To genome edit EndoC-BH cell lines, we modified the CRISPR-Cas9 lentivirus vector V2-CRISPR from Addgene (Plasmid 52961); the EFS promoter was replaced by a modified rat insulin promoter (RIP) (Hayes HL et al 2016) and it was cloned using the In-Fusion cloning kit (Clontech). The modified V2-RIP-CAS9 vector has a BsmBI restriction site that allows cloning of the HNF1A specific gRNA: 5’-CTGGCTCAGTTTAGAAACCATGG-3’. Lentivirus particles carrying the HNF1A gRNA and CRISPR-CAS9 were used to infect EndoC-BH cell lines.

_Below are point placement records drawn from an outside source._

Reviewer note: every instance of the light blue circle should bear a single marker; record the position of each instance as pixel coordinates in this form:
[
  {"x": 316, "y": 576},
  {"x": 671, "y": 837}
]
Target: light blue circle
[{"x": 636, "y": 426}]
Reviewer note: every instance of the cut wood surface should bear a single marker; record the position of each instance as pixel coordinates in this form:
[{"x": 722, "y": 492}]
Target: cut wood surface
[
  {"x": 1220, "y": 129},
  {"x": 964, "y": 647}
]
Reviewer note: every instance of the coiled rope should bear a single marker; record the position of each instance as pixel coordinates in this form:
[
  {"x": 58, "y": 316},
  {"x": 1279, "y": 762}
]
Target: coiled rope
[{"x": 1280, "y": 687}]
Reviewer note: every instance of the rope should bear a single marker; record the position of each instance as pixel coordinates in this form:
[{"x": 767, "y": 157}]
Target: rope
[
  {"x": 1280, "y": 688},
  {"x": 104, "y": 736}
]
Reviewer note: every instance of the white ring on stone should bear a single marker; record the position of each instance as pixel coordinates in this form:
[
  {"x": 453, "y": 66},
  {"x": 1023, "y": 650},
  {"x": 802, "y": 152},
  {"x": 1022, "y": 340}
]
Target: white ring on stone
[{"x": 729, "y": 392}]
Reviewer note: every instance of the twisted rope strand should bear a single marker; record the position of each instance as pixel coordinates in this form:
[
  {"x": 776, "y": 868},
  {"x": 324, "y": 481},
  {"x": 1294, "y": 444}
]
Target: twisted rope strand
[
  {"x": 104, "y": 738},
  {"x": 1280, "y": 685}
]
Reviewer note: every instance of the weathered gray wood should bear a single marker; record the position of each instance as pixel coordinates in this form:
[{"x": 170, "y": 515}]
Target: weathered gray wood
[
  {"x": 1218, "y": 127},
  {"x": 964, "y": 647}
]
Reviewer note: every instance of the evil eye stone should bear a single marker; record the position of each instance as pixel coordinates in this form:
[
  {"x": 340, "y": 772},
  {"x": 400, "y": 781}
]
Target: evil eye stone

Rapid DNA isolation and PCR:

Each colony of hESCs that was picked for indel screening was resuspended in 20µl of PCR buffer containing 50ug/ml proteinase K. Then samples were put at 55°C for 1h, 94°C for 10 min. Samples were spin down, and 5µl of the supernatant was used for PCR.

Western Blot

Protein from the cell pellet was quantified using Pierce™ BCA Protein Assay Kit (Thermo Fischer scientific, cat No. 23227) 20ug of protein was load in 4–12% Bis-Tris SDS-polyacrylamide gel (Invitrogen). Samples were transferred into a PVDF membrane (Thermo Fisher) and membrane blocking was performed using 2% nonfat dry milk. Primary antibody incubation was overnight and secondary antibody for one hour. The membrane was washed between antibodies incubation using 1X PBS-T three times each 10min. HRP was detected using Pierce™ TMB Subs trate Kit and membrane was exposed to HyBlot CL autoradiography film (Denville Scientific) to visualize the protein band.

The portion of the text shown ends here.